Tuttavia, anche analizzando la condotta del resistente da tale punto di vista, l’arbitro è giunto a non ritenere dimostrato l’utilizzo in buona fede del nome a dominio, facendo presente che – nel caso oggetto della controversia – l’Oki Data Test non sarebbe comunque stato superato, non potendo essere provata l’esistenza del requisito che prevede che il rivenditore/distributore, per dimostrare il c.d. “fair use”, debba indicare in maniera chiara e precisa il proprio rapporto con il titolare del marchio.
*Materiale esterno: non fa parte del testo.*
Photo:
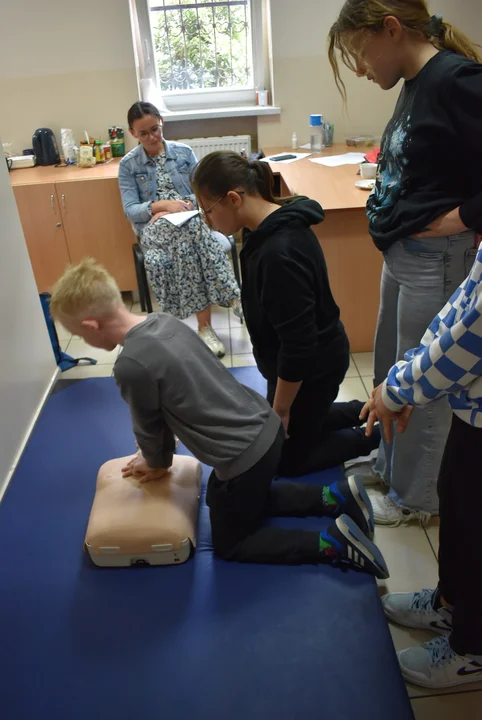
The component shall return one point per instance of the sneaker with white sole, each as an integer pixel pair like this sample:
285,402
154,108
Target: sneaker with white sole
208,335
345,544
418,610
386,512
436,665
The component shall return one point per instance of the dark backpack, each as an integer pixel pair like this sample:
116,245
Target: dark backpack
64,361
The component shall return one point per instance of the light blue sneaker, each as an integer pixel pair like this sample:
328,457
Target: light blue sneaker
436,665
350,498
418,610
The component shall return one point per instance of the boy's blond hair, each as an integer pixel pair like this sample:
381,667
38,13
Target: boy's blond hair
85,290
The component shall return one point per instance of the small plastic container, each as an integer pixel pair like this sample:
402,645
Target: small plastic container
99,151
316,133
117,143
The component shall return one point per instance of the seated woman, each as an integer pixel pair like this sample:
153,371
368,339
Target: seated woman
187,266
299,342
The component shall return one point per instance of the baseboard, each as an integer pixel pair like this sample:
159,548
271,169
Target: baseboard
28,433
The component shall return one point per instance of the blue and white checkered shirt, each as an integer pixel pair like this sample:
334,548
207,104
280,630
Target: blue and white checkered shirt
449,359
Circostanza assolutamente non presente nella vicenda oggetto del procedimento in questione.

 

4. Considerazioni conclusive sulla procedura di riassegnazione dei nomi a dominio

I casi sopra illustrati indicano che le procedure di riassegnazione dei nomi a dominio costituiscono un utile strumento, che consente ai titolari dei marchi di intervenire efficacemente e in tempi ragionevolmente brevi a tutela dei propri diritti.

L’importanza di questi strumenti si rivela tale ancor più tenendo conto dell’aumento crescente dei dati che emergono da recenti studi sui valori della contraffazione in ambito internazionale, che mostrano consistenti incrementi, soprattutto in virtù di attività svolte negli ambienti digitali.

Da ultimo, si veda il Working Document della Commissione Europea “Counterfeit and Piracy Watch List”, del 14 Dicembre 2020, che, a sua volta, fa riferimento a rapporti o studi realizzati da organismi internazionali a tutela della proprietà industriale, dai quali, tra l’altro, risulta che la contraffazione e la pirateria a livello mondiale nel 2016 ammontava a 460 miliardi di Euro nel 2016, pari a circa il 3,3% del commercio mondiale, con un aumento del 2,5% rispetto al triennio precedente.

A ciò vanno aggiunti i dati che riguardano il numero di registrazioni dei nomi a dominio, cresciute esponenzialmente nel 2020, soprattutto a causa dell’inevitabile impatto dovuto agli effetti della pandemia; solo a titolo di esempio, nel “Domain Insight & Trends Report” realizzato dall’ente di registrazione Namecheap Inc., alla data del 10 Dicembre 2020, vengono riportate 3.084.688 registrazioni di nomi a dominio con estensione “.com”, un valore considerevole, se rapportato allo stesso periodo dell’anno precedente, in cui, invece, risultavano  1.928.145 registrazioni per il medesimo gTLD.

Sempre più, quindi, i titolari dei marchi dovranno fare fronte ad attività usurpative, variamente realizzate, e potranno tenere conto, nella difesa dei propri diritti, anche delle procedure di riassegnazione dei nomi a dominio, quale strumento efficace nella repressione di condotte abusive e nel recupero di nomi a dominio confliggenti con i propri marchi.